Thank you very much for the opportunity to give evidence to your Committee as part of the Transforming the UK Evidence Base inquiry on 6 February. I enjoyed the session and I hope that you found my evidence useful.

I am writing to provide some supplementary evidence related to comparability of statistics across the UK.

During the session, I set out the expectations we have as the Office for Statistics Regulation for statistics producers on questions of comparability. I emphasised that where there are questions from users around how to compare the performance of public services across the UK, producers in the four nations should recognise and seek to meet that need.

Meeting that need is not straightforward. As I explained, the configuration of public services will probably be different, because of different policy and delivery choices that have been made by the different governments. This is consistent with the concept of devolution, but it does mean that administrative data may be collected and reported on different bases.

However, it is not in our view sufficient for producers to simply argue that statistics are not comparable. They should recognise the user demand, and explain how their statistics do, and do not, compare with statistics in other parts of the UK. And they should also undertake analysis to try to identify measures that do allow for comparison.

A very good example of this approach is provided by statisticians in the Welsh Government. Their Chief Statistician published two blogs on the comparability of health statistics, Comparing NHS performance statistics across the UK and Comparing NHS waiting list statistics across the UK. These blogs recognise the user demand and provides several insights to enable users to make comparisons of NHS performance.

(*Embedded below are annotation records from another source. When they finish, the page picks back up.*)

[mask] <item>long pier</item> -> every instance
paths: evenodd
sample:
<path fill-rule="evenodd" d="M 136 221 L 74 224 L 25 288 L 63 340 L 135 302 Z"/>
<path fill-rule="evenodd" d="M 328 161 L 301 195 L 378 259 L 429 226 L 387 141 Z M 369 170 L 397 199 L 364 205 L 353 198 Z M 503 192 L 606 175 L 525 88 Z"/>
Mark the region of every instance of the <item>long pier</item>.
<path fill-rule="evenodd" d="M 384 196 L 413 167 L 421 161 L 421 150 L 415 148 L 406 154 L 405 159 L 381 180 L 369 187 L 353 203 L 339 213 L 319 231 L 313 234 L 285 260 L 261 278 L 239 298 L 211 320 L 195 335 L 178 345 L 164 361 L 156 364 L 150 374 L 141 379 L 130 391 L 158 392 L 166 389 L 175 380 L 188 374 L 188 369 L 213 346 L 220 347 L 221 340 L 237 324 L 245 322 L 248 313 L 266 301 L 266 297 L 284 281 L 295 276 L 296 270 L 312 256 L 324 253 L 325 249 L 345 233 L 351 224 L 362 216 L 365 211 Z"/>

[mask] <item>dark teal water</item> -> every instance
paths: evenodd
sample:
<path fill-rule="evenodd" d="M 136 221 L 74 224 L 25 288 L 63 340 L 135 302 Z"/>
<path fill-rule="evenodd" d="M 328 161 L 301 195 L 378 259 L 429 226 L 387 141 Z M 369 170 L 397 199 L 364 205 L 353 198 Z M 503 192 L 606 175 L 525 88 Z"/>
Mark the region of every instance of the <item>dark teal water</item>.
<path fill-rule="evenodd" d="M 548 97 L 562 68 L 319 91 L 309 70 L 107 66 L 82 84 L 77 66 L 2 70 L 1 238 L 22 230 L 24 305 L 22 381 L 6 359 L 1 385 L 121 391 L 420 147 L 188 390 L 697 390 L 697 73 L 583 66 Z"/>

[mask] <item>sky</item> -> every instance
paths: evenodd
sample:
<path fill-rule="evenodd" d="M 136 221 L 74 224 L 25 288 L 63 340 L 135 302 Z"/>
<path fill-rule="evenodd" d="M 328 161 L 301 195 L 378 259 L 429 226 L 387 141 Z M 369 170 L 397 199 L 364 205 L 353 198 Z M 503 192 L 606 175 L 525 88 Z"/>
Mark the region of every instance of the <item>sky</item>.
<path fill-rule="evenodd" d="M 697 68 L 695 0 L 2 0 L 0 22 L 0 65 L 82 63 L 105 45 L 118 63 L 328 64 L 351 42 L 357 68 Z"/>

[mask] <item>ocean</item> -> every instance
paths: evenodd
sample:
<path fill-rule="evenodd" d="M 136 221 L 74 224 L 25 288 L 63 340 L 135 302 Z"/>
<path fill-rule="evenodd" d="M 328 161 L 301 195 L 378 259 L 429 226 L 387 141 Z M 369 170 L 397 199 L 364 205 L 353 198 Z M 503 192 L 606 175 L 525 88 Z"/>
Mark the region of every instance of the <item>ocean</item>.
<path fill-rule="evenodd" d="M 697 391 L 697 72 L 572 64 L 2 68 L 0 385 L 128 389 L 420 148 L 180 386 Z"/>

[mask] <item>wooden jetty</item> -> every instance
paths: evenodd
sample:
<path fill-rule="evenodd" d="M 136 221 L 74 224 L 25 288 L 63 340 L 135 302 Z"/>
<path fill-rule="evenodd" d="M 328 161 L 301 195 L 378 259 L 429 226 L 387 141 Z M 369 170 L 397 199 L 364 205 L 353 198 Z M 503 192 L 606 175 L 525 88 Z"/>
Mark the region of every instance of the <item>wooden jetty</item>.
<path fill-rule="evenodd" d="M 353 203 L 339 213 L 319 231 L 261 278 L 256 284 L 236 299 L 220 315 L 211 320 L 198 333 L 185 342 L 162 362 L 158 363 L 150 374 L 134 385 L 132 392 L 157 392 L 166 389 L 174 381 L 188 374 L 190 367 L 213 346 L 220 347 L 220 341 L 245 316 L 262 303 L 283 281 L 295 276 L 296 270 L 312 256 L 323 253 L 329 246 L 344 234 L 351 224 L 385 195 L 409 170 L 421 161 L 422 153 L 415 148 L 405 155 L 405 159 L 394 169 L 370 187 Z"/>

In addition, the Welsh Government’s monthly NHS performance release also highlights what can, and cannot, be compared. For example, it shows that in November 2023, there were approximately 22 patient pathways open for every 100 people, while for England, the figure in November was 13 pathways for every 100 people. More generally, I would commend the Chief Statistician’s blogs as a good example of providing guidance and insight to users across a wide range of statistical issues.

During my evidence session I also mentioned the approach taken by NHS England to highlight the most comparable accident and emergency statistics. NHS England provide a Home Nations Comparison file for hospital accident and emergency activity each year.

More generally, the ONS is leading comparability work across a range of measures. In addition to work on health comparability, they have produced very good analysis of differences in fuel poverty measurement across the four nations.

I hope this additional evidence is useful. I would like to reiterate that these examples show statisticians recognising the core point – that there is a user demand for comparability and that they are taking steps to meet that demand.